The growth of Chinese language media posts could be one reason for the tightening of controls on Twitter. That, perhaps, and the fact that 2019 is a year of important and sensitive anniversaries, from the 70th anniversary of the establishment of the People’s Republic of China to the 30th anniversary of the communist party’s bloody Tiananmen Square crackdown.

The New York Times, BBC and others have Chinese language Twitter accounts with more than a million followers. VOA’s Chinese language news site has more than 780,000. The English version of state-run Xinhua News Agency has more than 12 million followers, and its Chinese language feed, more than a million.

FILE - Staff members of Ming Pao newspaper take pa
FILE - Staff members of Ming Pao newspaper take part in the march against violence on journalists in Hong Kong, March 2, 2014.

“They are using freedom of information and freedom of expression and those channels that we have globally to the best of their advantage while at the same time ensuring that they maintain strictly adhere to Communist Party whims,” said William Nee, a China researcher with Amnesty International.

Propaganda tools 

Before Xi began his rise to power in late 2012, analysts and activists say the government’s approach was much different.
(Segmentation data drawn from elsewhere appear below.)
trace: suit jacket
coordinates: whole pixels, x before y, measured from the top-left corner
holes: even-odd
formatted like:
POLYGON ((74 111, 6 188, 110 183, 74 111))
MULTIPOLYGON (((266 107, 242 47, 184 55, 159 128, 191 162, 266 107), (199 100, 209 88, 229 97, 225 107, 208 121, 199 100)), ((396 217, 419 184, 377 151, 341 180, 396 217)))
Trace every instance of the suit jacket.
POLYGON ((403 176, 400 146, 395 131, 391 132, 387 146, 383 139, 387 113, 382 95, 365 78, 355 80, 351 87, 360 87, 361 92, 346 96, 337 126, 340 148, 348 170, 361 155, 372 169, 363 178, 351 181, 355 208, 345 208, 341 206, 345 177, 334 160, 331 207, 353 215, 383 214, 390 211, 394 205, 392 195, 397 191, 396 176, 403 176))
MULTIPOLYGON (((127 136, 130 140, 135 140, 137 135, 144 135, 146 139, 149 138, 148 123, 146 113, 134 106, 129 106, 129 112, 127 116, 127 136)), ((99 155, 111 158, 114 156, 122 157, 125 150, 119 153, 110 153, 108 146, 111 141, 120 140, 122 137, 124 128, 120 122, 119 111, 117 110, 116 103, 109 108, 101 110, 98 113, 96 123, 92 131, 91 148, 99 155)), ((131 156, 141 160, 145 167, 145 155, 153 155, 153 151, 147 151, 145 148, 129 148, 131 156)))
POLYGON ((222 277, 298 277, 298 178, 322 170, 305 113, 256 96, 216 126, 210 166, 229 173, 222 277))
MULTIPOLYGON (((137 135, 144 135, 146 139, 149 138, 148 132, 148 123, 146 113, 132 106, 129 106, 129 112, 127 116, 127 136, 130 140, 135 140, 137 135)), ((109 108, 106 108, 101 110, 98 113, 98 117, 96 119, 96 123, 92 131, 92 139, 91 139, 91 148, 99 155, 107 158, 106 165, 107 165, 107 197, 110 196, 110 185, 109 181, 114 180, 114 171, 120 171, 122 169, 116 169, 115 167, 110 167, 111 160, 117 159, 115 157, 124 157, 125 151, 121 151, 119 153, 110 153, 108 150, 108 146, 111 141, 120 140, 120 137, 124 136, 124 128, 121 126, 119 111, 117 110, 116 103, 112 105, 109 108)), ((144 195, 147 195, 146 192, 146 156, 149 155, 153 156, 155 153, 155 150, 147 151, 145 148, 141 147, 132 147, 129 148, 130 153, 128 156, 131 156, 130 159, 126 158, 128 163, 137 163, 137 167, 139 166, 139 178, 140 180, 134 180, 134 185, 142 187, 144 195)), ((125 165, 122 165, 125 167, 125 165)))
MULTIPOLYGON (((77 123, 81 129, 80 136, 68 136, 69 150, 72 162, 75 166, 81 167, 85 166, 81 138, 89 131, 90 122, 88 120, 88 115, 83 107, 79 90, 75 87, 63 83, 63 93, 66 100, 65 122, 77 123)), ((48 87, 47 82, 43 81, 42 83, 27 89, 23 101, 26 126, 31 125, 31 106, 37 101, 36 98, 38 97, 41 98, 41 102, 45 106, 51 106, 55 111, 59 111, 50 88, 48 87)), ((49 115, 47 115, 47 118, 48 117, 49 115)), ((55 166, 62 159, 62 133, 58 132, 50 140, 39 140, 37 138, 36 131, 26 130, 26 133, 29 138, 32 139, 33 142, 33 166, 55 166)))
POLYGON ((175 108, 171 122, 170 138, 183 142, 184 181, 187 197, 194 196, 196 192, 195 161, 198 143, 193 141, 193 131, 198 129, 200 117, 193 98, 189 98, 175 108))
Under former leader Hu Jintao, there was more space for civil society and the sharing of information online through social media.

Since then, Xi has taken a much more sophisticated and technologically savvy approach, they note.

“Xi Jinping has clearly consolidated his power and because of that there is less space for freedom of the press,” said Zhou Shuguang, a prominent citizen journalist, and blogger who left China before Xi came to power. His wife is from Taiwan and now he lives on the fiercely democratic island.

“In China, there are fewer and fewer investigative journalists, citizens’ space for freedom of speech is being squeezed and more are being arrested for what they have said,” he said.

In addition to tightening controls, technology is being used to advance China’s domestic and global propaganda objectives, as well as its vision for the media.

Late last year, Xinhua News Agency and tech firm Sogou showcased the world’s first robotic news anchor, which uses AI to mimic the voice, lip movements and expressions of a news presenter. The AI anchor was touted as being able to work 24-hours a day and boost efficiency.

But more than robotlike journalists, the combination of AI and the Chinese government’s propaganda machine is something more worrisome, said Freedom House’s Sarah Cook.

“Particularly with regards to the idea of changing certain words in the story or in the headline for different users to make it more attractive for someone like these news aggregator apps that are run on AI,” Cook said.

The ability to tailor stories and create different versions that can reach more viewers who engage with it based on the algorithms of the apps they are using makes for a very powerful propaganda tool, she added.

“I am not sure or how effective having an AI anchor is … but I think there are some real and more insidious uses of AI when you talk about it being combined with an entity like Xinhua News Agency,” Cook said.